A heritage-registered building near the Kingston powerhouse which was slated for demolition would be saved under the latest plans for the Kingston arts precinct.
The number of buildings proposed for the site, which surrounds the Kingston powerhouse and is the last undeveloped block on the Kingston foreshore, has been reduced in the newest proposal following community feedback, the Sunday Canberra Times understands.
The latest plans would also add greater visibility of the powerhouse from Wentworth Avenue retained.
An earlier proposal for the precinct included a multi-storey car park on the site of the heritage-registered switch room building.
Demolition plans for the building, which was constructed in 1948 and has been used as artists' accommodation for the neighbouring Glassworks, were approved in October 2014, before the Kingston arts precinct was put out to tender.
Approval to knock down the building expired in October 2019.

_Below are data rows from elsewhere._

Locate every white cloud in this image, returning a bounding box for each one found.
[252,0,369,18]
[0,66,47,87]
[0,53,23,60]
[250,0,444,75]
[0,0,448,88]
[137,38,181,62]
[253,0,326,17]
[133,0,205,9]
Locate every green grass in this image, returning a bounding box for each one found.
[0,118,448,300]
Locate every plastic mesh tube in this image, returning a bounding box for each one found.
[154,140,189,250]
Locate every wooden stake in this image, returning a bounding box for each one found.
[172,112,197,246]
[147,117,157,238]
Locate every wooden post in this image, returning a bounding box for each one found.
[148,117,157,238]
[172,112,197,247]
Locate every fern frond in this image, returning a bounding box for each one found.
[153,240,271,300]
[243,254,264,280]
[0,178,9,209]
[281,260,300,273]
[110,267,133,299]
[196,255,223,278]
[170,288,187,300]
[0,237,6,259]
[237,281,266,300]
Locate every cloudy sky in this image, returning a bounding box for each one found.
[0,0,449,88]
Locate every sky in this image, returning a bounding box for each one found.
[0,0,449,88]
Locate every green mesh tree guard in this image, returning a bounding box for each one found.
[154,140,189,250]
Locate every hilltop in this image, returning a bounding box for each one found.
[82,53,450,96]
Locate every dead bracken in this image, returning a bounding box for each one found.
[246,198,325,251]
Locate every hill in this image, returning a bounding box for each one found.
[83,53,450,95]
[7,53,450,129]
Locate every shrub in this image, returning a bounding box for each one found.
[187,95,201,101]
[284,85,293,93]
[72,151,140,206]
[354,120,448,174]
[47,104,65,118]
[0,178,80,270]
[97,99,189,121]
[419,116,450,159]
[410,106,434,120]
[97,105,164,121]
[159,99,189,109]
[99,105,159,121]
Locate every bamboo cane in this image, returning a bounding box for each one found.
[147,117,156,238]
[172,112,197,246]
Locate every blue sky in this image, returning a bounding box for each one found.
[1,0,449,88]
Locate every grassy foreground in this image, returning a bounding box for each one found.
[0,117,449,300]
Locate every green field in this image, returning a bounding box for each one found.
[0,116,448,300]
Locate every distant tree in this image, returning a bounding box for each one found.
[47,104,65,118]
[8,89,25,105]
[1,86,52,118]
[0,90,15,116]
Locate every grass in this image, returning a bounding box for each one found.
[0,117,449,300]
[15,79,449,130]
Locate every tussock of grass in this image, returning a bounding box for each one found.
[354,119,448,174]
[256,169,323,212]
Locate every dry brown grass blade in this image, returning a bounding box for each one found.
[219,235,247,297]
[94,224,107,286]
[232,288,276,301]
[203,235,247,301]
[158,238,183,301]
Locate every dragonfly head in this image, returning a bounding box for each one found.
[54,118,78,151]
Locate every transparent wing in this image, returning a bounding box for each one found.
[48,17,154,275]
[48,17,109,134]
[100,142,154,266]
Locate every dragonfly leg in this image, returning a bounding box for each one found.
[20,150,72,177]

In September last year, precinct developer Geocon and the Suburban Land Agency agreed to leave the building in place while options for its future were considered.
The agency at the time did not rule out demolishing the building in the future.

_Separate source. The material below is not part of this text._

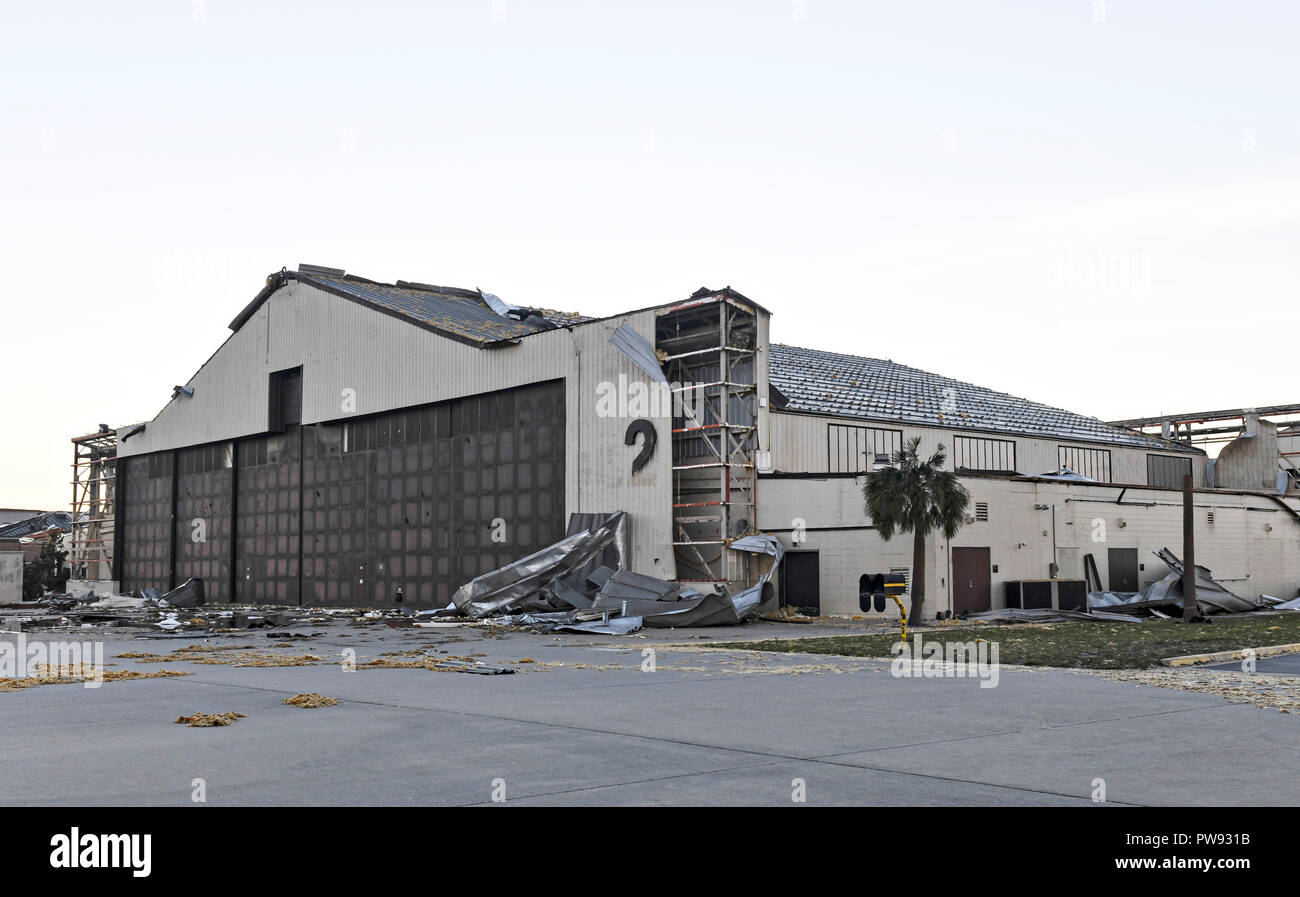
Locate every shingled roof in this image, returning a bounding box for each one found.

Community members and the ACT National Trust have long campaigned to save the building and have it incorporated into the future use of the site.
The precinct will include purpose-built facilities for so-called key arts organisations, which have signed confidentiality agreements to participate in the design process.
Residential dwellings and commercial spaces will also be built on the site.
The updated plans come after the National Capital Design Review Panel expressed concern last month the Geocon-led consortium developing the precinct had not engaged with the ACT Heritage Council to address issues with the project.
Four former chairs of the ACT Heritage Council this week called on candidates running in the ACT election to fundamentally rethink the plans for the precinct.
"While this development has undergone numerous planning studies over many years that have respected its heritage values, the current proposed design shows a complete lack of respect for the historic buildings, particularly through over-development of the site," the group wrote.
However, it is unclear whether the letter referred to the latest plans which would retain the switch room and construct fewer buildings on the site.
The ACT government last year signed an agreement with Geocon, after the developer, alongside architects Fender Katsalidis and Oculus, won the tender for the site in February 2017.